Salma mengungkapkan, aspek persolan agama berfungsi memenuhi kebutuhan yang bersifat individual, misalnya kebutuhan akan keselamatan, kebermaknaan hidup, pembebasan dari rasa bersalah, kekuatiran menghadapi maut dan kehidupan semudahnya. “Sedangkan aspek sosial agama berfungsi memberi penyadaran tentang peran sosial manusia dalam kehidupan berkeluarga dan bermasyarakat,” papar Salma.

Dia menambahkan, ikatan persaudaraan (al-ukhuwwah)  yang menimbulkan kohesi kuat, kesadaran akan keberagaman, hubungan transaksional, dan berbagai macam penyelesaian masalah menjadi tugas dari agama. “Ini untuk menciptakan keharmonisan dalam kehidupan manusia sebagai mahkluk sosial,” papar Salma.

Panelis terakhir, Sekjend SAG Sulutteng Pdt Lamberty Mandagi MTh memberikan pokok pikiran bagaimana gereja memandang keragaman. “Cita kasih itu hukum yang utama, tanpa memandang latar belakang yang berbeda,” papar Mandagi.
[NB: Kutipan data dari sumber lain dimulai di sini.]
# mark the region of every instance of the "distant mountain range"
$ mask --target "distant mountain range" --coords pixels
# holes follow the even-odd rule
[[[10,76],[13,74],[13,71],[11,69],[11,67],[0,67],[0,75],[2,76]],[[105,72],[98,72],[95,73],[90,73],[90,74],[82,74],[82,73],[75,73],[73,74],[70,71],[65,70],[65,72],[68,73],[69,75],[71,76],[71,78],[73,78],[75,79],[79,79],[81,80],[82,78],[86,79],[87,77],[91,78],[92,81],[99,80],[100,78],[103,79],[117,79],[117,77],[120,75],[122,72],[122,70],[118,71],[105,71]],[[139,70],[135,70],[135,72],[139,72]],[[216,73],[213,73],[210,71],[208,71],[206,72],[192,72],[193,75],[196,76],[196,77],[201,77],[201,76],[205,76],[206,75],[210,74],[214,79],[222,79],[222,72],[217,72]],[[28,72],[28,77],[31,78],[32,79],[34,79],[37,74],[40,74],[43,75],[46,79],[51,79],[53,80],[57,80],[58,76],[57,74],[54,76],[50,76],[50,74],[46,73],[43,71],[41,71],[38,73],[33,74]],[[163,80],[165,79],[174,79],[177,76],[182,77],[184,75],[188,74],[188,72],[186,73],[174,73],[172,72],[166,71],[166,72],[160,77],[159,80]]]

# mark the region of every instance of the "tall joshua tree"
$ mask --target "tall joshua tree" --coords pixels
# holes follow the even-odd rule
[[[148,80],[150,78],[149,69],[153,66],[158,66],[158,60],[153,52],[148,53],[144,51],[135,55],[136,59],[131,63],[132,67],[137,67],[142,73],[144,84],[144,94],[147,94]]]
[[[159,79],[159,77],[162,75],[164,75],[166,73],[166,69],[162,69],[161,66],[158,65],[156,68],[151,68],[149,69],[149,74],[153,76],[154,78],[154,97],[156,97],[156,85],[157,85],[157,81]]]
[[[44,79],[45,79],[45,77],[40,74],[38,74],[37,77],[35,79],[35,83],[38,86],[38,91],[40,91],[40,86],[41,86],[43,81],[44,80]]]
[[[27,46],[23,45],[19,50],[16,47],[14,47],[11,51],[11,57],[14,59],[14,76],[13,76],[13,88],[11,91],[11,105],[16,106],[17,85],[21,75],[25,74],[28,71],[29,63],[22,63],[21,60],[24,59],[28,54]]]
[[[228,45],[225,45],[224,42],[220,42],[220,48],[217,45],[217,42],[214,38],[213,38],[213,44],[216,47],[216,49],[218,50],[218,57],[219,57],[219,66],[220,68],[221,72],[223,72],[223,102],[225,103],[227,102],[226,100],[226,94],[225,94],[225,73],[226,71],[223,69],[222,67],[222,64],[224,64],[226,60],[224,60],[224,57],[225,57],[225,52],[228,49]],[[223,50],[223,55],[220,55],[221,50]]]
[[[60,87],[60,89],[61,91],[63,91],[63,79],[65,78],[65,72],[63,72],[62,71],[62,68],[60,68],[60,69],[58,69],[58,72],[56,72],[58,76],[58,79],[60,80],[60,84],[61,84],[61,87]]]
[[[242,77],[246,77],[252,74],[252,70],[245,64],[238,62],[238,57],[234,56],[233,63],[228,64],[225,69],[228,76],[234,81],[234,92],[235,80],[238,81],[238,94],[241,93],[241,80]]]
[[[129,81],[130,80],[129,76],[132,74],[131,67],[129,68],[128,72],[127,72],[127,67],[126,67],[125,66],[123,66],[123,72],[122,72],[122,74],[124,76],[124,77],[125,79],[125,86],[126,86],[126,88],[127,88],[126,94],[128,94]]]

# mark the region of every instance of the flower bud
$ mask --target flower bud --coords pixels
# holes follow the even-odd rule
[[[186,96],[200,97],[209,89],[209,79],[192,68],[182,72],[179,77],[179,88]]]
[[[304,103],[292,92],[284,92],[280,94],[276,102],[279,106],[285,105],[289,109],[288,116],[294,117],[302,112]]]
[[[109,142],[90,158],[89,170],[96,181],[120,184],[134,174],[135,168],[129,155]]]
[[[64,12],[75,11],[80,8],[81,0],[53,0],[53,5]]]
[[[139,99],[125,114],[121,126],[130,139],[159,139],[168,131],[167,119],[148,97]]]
Diskusi panel yang berlangsung selama 4 jam ini mendapat respon yang begitu antusias dari para peserta. “Kami banyak mendapat pemahaman tentang nilai-nilai dari masing-masing agama. Ini penting untuk hidup dalam keragaman,” papar Putri Kapoh, pemuda dari Kerapatan Gereja Protestan Minahasa atau KGPM.